One of the greatest strengths of this research project has been the collaboration between our university research group – the Crystallisation and Precipitation Research Unit – and industrial partners. This has enabled the project to progress beyond purely academic research and to be implemented in the field.

The Coaltech Research Association was one of the first industrially funded research entities that was willing to make the investment required to scale-up the lab-based research into a real-world treatment facility. This resulted in the consulting company, Prentec, being commissioned to design and build a full-scale demonstration plant of 28 000 litres per day at the Optimum Colliery near Middelburg, which became operational in May 2016.

In April of 2017, Eskom commissioned a 2 000-litres-per-day pilot plant (designed and built by Proxa) at its Research and Innovation Centre at Rosherville. The intention was to test whether the technology would be suitable for recycling water used in the electricity-generation process, and also for treating acid mine drainage so that it can be used at power stations. Eskom consumes almost 300 billion litres of water per year and EFC could provide a very attractive way of reducing its water footprint. At the same time, it would address one of South Africa’s most pressing environmental problems.

Students and staff from the Crystallisation and Precipitation Research Unit went up for the commissioning and spent a week on the plant. We were involved in troubleshooting and problem solving, and in identifying other issues for which we need to consider developing new research projects.

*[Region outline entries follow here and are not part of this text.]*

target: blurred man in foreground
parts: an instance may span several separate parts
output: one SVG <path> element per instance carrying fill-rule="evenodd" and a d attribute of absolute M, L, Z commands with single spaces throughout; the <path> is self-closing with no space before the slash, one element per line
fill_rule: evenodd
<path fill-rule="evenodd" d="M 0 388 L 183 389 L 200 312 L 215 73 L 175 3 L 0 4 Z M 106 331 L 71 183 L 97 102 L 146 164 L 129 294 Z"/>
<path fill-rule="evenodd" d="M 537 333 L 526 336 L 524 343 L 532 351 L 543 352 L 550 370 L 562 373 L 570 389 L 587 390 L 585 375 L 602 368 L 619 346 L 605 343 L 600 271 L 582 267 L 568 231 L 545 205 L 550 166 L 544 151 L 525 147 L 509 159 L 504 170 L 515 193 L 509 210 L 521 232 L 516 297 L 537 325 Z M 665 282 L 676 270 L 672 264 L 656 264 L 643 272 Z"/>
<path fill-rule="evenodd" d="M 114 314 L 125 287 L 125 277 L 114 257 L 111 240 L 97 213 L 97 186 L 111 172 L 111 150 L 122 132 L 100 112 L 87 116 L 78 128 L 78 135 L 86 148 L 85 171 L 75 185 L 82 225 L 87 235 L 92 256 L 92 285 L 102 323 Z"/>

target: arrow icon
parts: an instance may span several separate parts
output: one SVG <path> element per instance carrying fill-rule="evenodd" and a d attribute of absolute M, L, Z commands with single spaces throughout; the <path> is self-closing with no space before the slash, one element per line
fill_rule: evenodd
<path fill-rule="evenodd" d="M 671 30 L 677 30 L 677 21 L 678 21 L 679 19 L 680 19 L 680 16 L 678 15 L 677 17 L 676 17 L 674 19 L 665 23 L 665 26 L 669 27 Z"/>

However, the most significant development for EFC in South Africa has been the commissioning of the EFC plant at Glencore’s Tweefontein Water Treatment Plant. This plant has a treatment capacity of 750 000 litres per day and commissioning started in quarter three of 2017.

The commissioning of this plant represents a breakthrough for EFC research and implementation. With its successful trials, we have shown that it is possible to implement EFC on a commercial scale, in a continuous process, with real, multicomponent brines.

More complex than it sounds

Although EFC sounds like a very simple process, it is fairly complicated to design and operate effectively, since each of the elements has its own complexity.

For example, the tendency of ice to form layers of ice scale on the sides of the crystalliser is a very real problem in implementing the technology. One of the major focus areas of our research has been into the causes and mechanisms of ice scaling. We have investigated how the crystalliser hydrodynamics, such as crystalliser design, scraper speed, and scraper and stirrer design, affect ice scaling.

Another challenge for us has been moving from batch studies to developing a continuous EFC process that can be scaled from a two-litre lab-scale crystalliser to an industrial-scale crystalliser with a volume of 25 000 litres or more.

These and many other interesting questions have been solved in the development of the process. Now that there is a functioning full-scale application, we look forward to new and interesting research problems on the road to optimising the process.

What is particularly exciting is that this technology has the potential to become standard in the mining industry. It will enable mines and other industries to change the way that they deal with wastewater. It also has the potential to change the way that we view waste.

Instead of considering it as a liability, it has the potential to be a resource.

 

Professor Alison Lewis is the dean of the Faculty of Engineering and the Built Environment and serves as director of the Crystallisation and Precipitation Research Unit in the Department of Chemical Engineering at the University of Cape Town.